Suitable shape memory polymers are, in particular, multiblock copolymers, which have at least one first type of blocks and at least one second type of blocks, differing from the first type, wherein the blocks have the effect that the multiblock copolymer has two different transition temperatures. Suitable multiblock copolymers are, in particular, such copolymers as are produced from at least two different macrodiols and at least one diisocyanate. Macrodiols are oligomers or polymers having at least two free hydroxyl groups. Oligomers usually consist of at least two, preferably at least three, particularly 4 to 20, 5 to 15 or 6 to 10 monomers. The macrodiols may possess the general formula HO-A-OH, wherein A represents a divalent oligomeric or polymeric group, preferably a polyester or an oligoester. The diisocyanate can have the general formula OCN-B-NCO, wherein B represents a divalent organic group, preferably an alkylene group or an arylene group, which can be substituted with further substituents.
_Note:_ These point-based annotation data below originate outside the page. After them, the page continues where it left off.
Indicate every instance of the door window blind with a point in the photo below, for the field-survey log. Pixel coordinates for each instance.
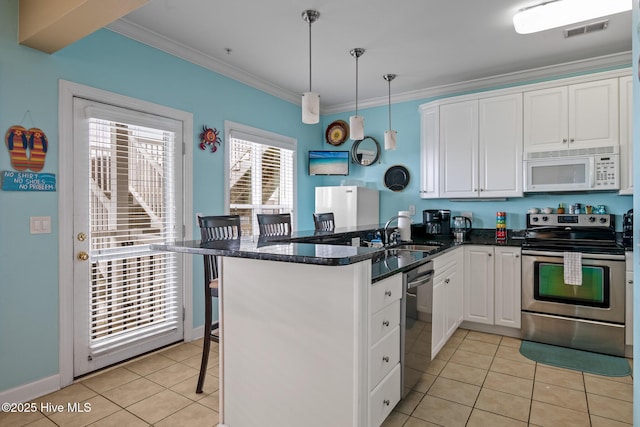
(133, 291)
(261, 177)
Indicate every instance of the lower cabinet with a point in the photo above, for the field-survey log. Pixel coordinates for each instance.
(492, 285)
(446, 306)
(384, 348)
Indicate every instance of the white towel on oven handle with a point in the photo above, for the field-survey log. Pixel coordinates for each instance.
(573, 268)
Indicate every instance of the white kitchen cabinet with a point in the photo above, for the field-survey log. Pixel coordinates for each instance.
(580, 115)
(628, 331)
(500, 146)
(459, 149)
(508, 286)
(492, 285)
(626, 135)
(446, 306)
(430, 152)
(473, 148)
(478, 284)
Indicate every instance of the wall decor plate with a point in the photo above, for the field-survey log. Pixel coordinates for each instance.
(396, 178)
(337, 132)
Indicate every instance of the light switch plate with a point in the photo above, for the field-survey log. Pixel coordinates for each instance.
(40, 224)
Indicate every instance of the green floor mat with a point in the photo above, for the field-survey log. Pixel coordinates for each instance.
(578, 360)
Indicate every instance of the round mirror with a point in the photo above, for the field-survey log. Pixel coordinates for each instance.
(365, 151)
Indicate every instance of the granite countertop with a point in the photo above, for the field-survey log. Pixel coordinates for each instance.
(309, 247)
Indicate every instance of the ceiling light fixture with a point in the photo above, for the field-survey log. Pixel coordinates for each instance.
(310, 100)
(390, 135)
(557, 13)
(356, 123)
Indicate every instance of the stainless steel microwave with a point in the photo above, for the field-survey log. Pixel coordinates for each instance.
(586, 169)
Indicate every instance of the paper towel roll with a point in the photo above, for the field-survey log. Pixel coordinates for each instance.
(404, 225)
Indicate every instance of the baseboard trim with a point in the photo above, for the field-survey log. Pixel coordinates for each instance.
(30, 391)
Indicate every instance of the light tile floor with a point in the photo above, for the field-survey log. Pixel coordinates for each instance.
(478, 380)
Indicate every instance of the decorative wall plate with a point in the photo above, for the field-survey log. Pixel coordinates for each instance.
(337, 132)
(396, 178)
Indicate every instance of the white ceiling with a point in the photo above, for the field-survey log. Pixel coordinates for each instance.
(429, 44)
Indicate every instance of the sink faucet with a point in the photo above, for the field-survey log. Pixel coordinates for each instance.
(394, 237)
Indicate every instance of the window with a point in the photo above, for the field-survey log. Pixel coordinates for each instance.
(261, 172)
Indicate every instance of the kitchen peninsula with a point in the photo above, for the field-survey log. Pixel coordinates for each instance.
(295, 327)
(301, 324)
The alkylene group can be linear, branched or cyclic, preferably having 1 to 30 C atoms, more preferably 2 to 20 or 5 to 15 C atoms.
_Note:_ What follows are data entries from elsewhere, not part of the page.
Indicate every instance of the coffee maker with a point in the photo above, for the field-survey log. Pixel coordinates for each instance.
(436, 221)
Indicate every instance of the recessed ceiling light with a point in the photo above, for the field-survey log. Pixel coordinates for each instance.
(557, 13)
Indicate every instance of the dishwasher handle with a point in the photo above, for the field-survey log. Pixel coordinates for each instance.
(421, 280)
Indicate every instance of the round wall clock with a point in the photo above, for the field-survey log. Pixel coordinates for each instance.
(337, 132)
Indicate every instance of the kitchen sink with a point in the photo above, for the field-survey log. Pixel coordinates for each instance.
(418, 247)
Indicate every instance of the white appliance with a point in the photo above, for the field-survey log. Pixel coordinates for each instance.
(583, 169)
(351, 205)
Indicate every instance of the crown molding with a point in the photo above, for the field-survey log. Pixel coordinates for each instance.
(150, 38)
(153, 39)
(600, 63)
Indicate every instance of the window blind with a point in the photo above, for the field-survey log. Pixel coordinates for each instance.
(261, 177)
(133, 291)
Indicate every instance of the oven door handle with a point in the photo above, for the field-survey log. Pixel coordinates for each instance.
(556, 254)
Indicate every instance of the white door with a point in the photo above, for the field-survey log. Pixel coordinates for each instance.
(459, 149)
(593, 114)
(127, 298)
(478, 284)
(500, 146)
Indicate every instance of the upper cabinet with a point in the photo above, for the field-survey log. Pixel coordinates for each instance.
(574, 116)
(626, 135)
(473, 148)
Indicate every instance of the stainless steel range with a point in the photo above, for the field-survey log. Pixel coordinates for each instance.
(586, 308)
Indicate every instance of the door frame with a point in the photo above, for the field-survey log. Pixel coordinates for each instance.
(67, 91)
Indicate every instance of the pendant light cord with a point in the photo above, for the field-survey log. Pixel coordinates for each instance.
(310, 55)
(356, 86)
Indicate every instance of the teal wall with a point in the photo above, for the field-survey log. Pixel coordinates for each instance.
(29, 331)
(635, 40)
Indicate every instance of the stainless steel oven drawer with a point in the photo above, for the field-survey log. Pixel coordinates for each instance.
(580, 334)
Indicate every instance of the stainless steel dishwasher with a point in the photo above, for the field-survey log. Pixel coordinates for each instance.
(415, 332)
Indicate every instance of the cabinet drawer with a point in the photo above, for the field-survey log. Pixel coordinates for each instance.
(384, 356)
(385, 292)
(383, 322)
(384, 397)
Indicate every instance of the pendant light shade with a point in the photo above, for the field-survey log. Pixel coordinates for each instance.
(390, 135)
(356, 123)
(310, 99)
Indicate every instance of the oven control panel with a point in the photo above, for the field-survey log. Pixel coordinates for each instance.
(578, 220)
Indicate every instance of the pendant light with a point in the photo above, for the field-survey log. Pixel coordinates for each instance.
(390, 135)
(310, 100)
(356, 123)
Particularly preferred shape memory polymers are the copolyester urethanes described in WO 99/42147, in particular the reaction products of (a) two different macrodiols, selected from α, ω-dihydroxy polyesters, α, ω-dihydroxy oligoesters, α, ω-dihydroxy polylactones and α, ω-dihydroxy oligolactones, and (b) at least one diisocyanate, preferably trimethylhexane-1,6-diisocyanate. Particularly preferred are macrodiols from poly(para-dioxanone) (PDX), poly(pentadecalactone) (PDL), poly(ε-caprolactone) (PCL), poly(L-lactide-co-glydolide) (PLGA). The molar masses of the macrodiols are preferably in the range of from 400 to 30,000, preferably 1,000 to 20,000 or 1,500 to 15,000. The molar masses of the resulting multiblock copolymers are preferably Mw=30,000 to 1,000,000, particularly preferably from 50,000 to 700,000 or from 70,000 to 400,000 g/mol, which can be determined by GPC. The polydispersities are preferably within the range from 1.7 to 2.0
Suitable hydrophobic active ingredients are, for example, oils, fats, waxes, fatty alcohols, fatty acids, hydrophobic polymers, hydrophobic tensides, hydrophobic silicone compounds, etc. Suitable hydrophobic tensides are particularly those having HLB levels≦7, e.g., ethoxylated C8 to C30, preferably C10-C20, fatty alcohols with an ethoxylation degree of preferably 1, 2 or 3, e.g., Ceteareth-2, Ceteareth-3, Ceteth-1, Ceteth-2, Ceteth-3, Laureth-1, Laureth-2, Laureth-3, Myreth-2, Myreth-3, Oleth-2, Oleth-3, Steareth-2, Steareth-3. Suitable oils are, for example, those having a melting point of less than 25° C. and a boiling point of preferably more than 250° C., particularly more than 300° C. Vegetable or animal oils, mineral oils (Paraffinum Liquidum), oily fatty acid esters or fatty alcohol esters can be considered. Furthermore, hydrocarbon oils, e.g., paraffin oils or isoparaffin oils, squalane, oils from fatty acids and polyols, in particular triglycerides are also suitable. Suitable vegetable oils are, for example, sunflower oil, coconut oil, castor oil, lanolin oil, jojoba oil, corn oil, soy oil. Suitable waxes are, for example, animal, vegetable, mineral and synthetic waxes, microcrystalline waxes, macrocrystalline waxes, solid paraffins, ozocerite, mountain wax, Fischer-Tropsch waxes, polyolefin waxes, e.g., polybutylene, beeswax, wool wax and its derivatives, such as wool wax alcohols, candelilla wax, Carnauba wax, Japan wax, hydrogenated fats, fatty acid esters and fatty acid glycerides with a solidification point in each case of more than 40° C., wax alcohols, wax acids and polyethylene waxes, etc. The waxes or wax-like substances have a solidification point of more than 40° C., preferably more than 55° C. Suitable hydrophobic soft wax substances are, for example, Vaseline or semi-solid paraffins, e.g., petrolatum (semi-solid mixture of hydrocarbons extracted from petroleum). The solidification points are usually in the range of from approximately 25° C. to 40° C.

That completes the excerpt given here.